Ook de redactie van het Tijdschrift voor Jaarrekeningenrecht heeft beoogd een steentje bij te dragen. Zij heeft auteurs gevraagd stil te staan bij uiteenlopende jaarrekeningenrechtelijke vraagstukken die onder de huidige omstandigheden relevant zijn geworden. Dat heeft uiteindelijk geleid tot dit bijzondere themanummer. Zo behandelt Cees van Geffen in dit nummer diverse verslaggevingsvraagstukken die relevant zijn in het licht van de uitbraak van het coronavirus. Nelleke Krol en Qury van Vliet staan stil bij de mogelijkheid tot uitstel en ontheffing van het opmaken en vaststellen van de jaarrekening. Barbara Majoor gaat in op de invloed van de coronacrisis op de controlewerkzaamheden van de accountant. Anton Dieleman beschrijft in zijn bijdrage de gevolgen van de huidige omstandigheden voor door de accountant af te geven verklaringen. Céline Groen, Sandra Rietveld en Lieke Stroeve gaan in op de mogelijkheid tot uitstel van algemene vergaderingen. Annelies Brink-Van der Meer behandelt de regeling van art. 2:138/248 lid 2 BW in het licht van de huidige coronacrisis. Annemarije Schoonbeek waarschuwt voor de kwetsbaarheid van de accountant voor betrokkenheid bij fraude en misbruik van steunmaatregelen. Kees Camfferman geeft ten slotte een overzicht van internationale ontwikkelingen in de rubriek ‘Actualiteiten’.

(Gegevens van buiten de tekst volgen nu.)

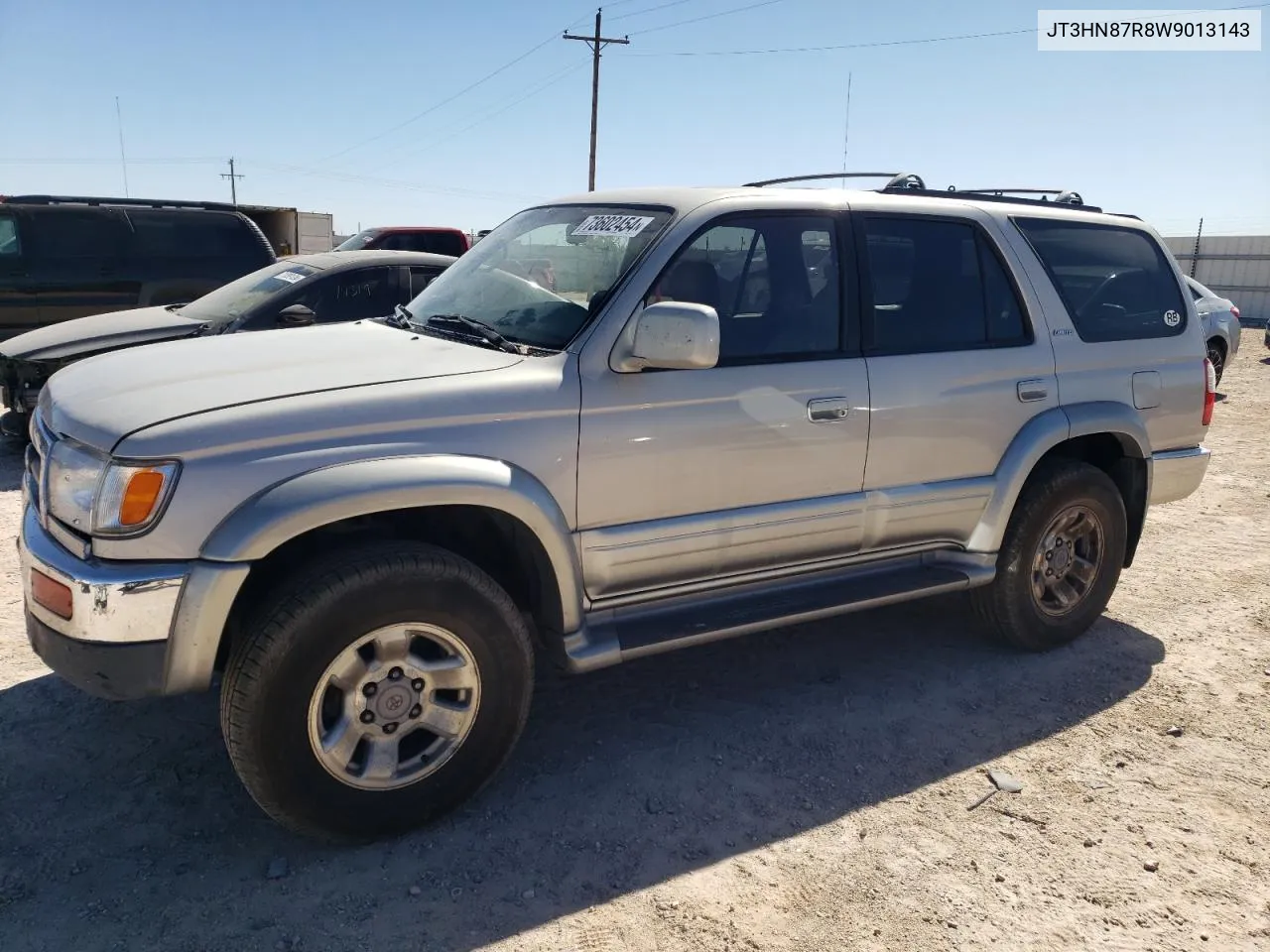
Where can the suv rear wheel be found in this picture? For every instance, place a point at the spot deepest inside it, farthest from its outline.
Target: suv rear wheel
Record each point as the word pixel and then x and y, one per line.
pixel 376 689
pixel 1061 557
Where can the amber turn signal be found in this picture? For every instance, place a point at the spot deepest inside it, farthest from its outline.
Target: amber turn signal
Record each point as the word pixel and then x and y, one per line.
pixel 140 497
pixel 51 594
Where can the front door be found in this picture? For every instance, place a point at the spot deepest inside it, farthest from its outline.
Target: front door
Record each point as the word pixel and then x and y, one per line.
pixel 756 463
pixel 956 367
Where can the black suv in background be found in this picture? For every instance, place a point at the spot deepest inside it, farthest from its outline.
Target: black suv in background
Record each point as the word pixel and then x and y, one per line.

De in dit nummer opgenomen bijdragen zijn geactualiseerd tot en met 30 april 2020. Met ontwikkelingen nadien is in de bijdragen dan ook geen rekening gehouden. Auteurs zijn in de gelegenheid gesteld om via de website van de uitgever de lezer te wijzen op eventuele ontwikkelingen na die datum die relevant zijn voor de in hun bijdrage behandelde onderwerpen of die bepaalde onderdelen van hun bijdrage doen achterhalen. Namens de redactie danken wij auteurs voor hun bereidheid om op korte termijn bij te dragen aan dit bijzondere nummer van het Tijdschrift voor Jaarrekeningenrecht. Bovendien hopen wij dat wij u als lezer door middel van dit bijzondere nummer van het Tijdschrift voor Jaarrekeningenrecht ook in deze roerige tijden van dienst kunnen zijn.